Sur les murs, des « personnages » …
Sur les murs, des sortes de « personnages » semblent chercher une forme. Esquisses confuses, évanescentes semblant s’être prises au jeu hésitant de leurs métamorphoses, ils adviennent et se diluent, d’un même mouvement se déploient et s’enfouissent. Ils se nimbent de lumière puis s’obscurcissent, se font et se défont, vivant déjà pleinement le cours de leur effacement.
Quelle part du visible serait-elle masquée à nos yeux, à notre écoute ? Le mort saisirait-il le vif dans un déroutant face à face avec nous-même ? Entre eux et nous – entre le caché et le manifesté –, toute une profondeur de secret.

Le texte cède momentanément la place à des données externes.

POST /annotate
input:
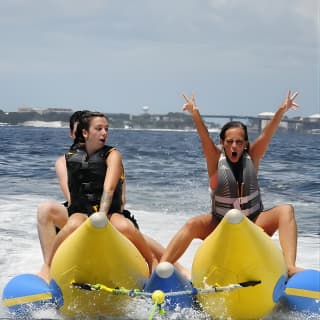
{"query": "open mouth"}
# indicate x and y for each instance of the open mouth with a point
(234, 154)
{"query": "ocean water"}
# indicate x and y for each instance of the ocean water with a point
(166, 185)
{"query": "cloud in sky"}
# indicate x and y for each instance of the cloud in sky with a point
(238, 57)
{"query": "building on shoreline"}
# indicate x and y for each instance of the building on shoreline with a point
(172, 120)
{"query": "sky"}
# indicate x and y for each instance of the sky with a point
(117, 56)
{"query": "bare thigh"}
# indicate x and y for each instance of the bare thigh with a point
(269, 220)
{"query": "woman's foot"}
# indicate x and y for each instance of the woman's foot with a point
(293, 270)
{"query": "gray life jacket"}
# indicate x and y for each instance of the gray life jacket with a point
(229, 193)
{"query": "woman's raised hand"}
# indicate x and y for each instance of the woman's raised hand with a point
(190, 104)
(289, 102)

Ces « personnages » , animés d’un incompréhensible dessein, captent notre regard. Ils font corps avec le ciment, mais ne peuvent trouver de séjour sur les murs. Fruits d’une longue maturation, ils étirent leurs lignes en silence entre les lézardes murales, les failles de l’ombre et de l’oubli, et ce jeu d’écoulements et glissements trace à travers les accidents des matériaux leur autonome et fugace destinée.
Une vie émergente inscrit ses traits mouvants, incruste des trames nerveuses en états transitoires et larvaires, souvent au prix d’une excessive dramaturgie. On peut y entendre le cri de perdus, de pendus, dans le sillage de Jean Fautrier et de Zoran Mušic, y voir des élancements funambules à la façon d’Alberto Giacometti ou des silhouettes aux figures brouillées à la Francis Bacon. Mais l’on s’égarerait vite dans la facilité apprise de nos images – comme ils n’ont pas de regard, nous leur prêtons le nôtre.
Discrets et anonymes, mais fortement individués, ils ne représentent rien et restent muets sur leur histoire. Ce sont des essais de corps en quête d’une face, des traces bizarrement « aformelles » à la recherche d’un improbable visage, les ébauches d’un rictus, d’une grimace, d’un sourire ou d’une larme.
Allant de nouveau vers eux, c’est souvent une nouvelle rencontre quand nous découvrons avec étonnement les variations et expansions erratiques de leur énigme. Indécidables et instables, frayant leur chemin avec lenteur parmi la maçonnerie, ils nous deviennent familiers. Et si éloignés de nous, malgré leur altérité radicale, ils savent nous ressembler.
Excédant toute image arrêtée, ils sont pour nos yeux le murmure inarticulé de l’invisible.
Dans leur entre-monde, en leur dénuement, du fond de leur sereine mais trouble mélancolie, depuis leurs métamorphoses silencieuses et lignes de fuite de leur devenir, ils n’ont pas l’expression de qui voudrait être quelqu’un, et s’adressent à personne.